My work has been in several areas:
- Requiring .desktop files to be executable before they launch a program.
- Changing KDE to make new Link to Applications correctly executable.
- Drafting ideas to allow current KDE users to safely upgrade.
- Drafting ideas to allow current .desktop files to be fixed.
- If the .desktop file is owned by root, allow. This exception covers most desktop environment files (such as a KDE installation to /usr). This is possible since a user unwittingly saving a trojan .desktop file won't be able to save it as root without additional action. (Remember, we're only defending against "click-through" cracking).

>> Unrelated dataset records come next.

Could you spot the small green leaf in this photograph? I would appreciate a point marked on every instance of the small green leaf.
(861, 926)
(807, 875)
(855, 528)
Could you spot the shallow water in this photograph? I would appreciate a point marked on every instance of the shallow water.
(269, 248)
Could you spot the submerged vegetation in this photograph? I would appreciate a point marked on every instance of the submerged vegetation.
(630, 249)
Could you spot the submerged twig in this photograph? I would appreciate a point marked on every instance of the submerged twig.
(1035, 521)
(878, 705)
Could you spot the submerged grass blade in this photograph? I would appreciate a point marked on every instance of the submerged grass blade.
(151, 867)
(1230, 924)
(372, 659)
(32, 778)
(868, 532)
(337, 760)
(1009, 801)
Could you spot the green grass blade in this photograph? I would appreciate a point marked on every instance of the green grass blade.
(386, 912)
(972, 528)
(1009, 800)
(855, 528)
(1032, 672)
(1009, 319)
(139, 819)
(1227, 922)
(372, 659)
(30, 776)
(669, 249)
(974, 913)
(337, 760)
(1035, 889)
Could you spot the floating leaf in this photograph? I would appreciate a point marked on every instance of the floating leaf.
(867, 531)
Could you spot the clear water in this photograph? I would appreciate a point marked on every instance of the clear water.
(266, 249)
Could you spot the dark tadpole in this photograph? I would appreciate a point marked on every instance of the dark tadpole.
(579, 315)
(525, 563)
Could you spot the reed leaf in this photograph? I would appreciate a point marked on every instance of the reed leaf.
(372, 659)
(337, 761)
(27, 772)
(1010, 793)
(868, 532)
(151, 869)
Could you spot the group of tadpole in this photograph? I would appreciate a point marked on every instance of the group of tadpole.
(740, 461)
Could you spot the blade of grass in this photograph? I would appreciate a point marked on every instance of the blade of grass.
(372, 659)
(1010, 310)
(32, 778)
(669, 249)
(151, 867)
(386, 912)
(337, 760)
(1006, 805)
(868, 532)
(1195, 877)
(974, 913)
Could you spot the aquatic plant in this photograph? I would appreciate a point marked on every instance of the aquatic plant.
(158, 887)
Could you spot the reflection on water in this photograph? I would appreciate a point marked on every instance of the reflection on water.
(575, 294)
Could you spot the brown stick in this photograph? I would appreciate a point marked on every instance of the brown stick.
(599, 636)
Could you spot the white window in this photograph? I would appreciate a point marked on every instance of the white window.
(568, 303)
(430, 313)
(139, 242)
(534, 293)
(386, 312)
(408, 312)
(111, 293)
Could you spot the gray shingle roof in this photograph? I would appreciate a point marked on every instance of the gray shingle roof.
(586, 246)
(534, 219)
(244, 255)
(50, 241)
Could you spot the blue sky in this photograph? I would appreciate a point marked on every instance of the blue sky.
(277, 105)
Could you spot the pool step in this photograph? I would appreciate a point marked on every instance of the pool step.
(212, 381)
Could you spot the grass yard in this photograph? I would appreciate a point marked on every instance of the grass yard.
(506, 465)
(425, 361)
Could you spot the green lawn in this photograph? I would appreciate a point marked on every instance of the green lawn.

- If the .desktop file is installed in a standard KDE location, allow. This is required to allow users to install KDE to their home directory without root permissions. This is allowable because although it is possible to tell a user to navigate to a certain spot and save their file, users competent enough to run their own KDE in ~/ should not fall for it. Users not running a self-KDE will not be able to save into the KDE installation directory without additional action.
There is still the issue of what to do with custom launchers already created. After enabling the security there is no guaranteed way for KDE to tell apart user-created shortcuts from user-downloaded trojans. So, it was decided to add a method to explain what's going on and automatically fix the shortcut if necessary. (Other methods explored included an upgrade script which would "+x" (add the executable bit to) detected .desktop files automatically, but doing a thourough search would take awhile and have to start from /, not $HOME to accurately detect them all. In addition if the user already had trojans they'd be marked executable too!).
The dialog box used has gone through a few revisions:
It was recognized that this was not optimal however. The text was so long that the user was likely to simply click "Continue" and be done with it. Finally after some discussion with Celeste Lyn Paul and Tom Albers, Tom managed to reach into the root of the issue (does the user think they're running a program or not?), which led to the following mockup, which will probably be much closer to the final product after the design is worked up:
This will hopefully allow the user the opportunity to make a more informed decision without feeling they need to simply click "Continue", without breaking all of their existing program shortcuts. If the user chooses to continue then the service is automatically made executable to prevent the dialog from popping up again for the same .desktop file.
There is more to do of course. Alexander Larsson is working on the same issue with GNOME and has implemented code to show a generic icon and the actual filename for .desktop files that are not executable in Nautilus, and I'll probably see to it that the same thing happens in KDE to prevent deceptive .desktop files from causing confusion or damage. In addition, testing still needs to be done to make sure nothing else was inadvertently broken by adding more security. But this is a good start to restoring customary levels of security to KDE users.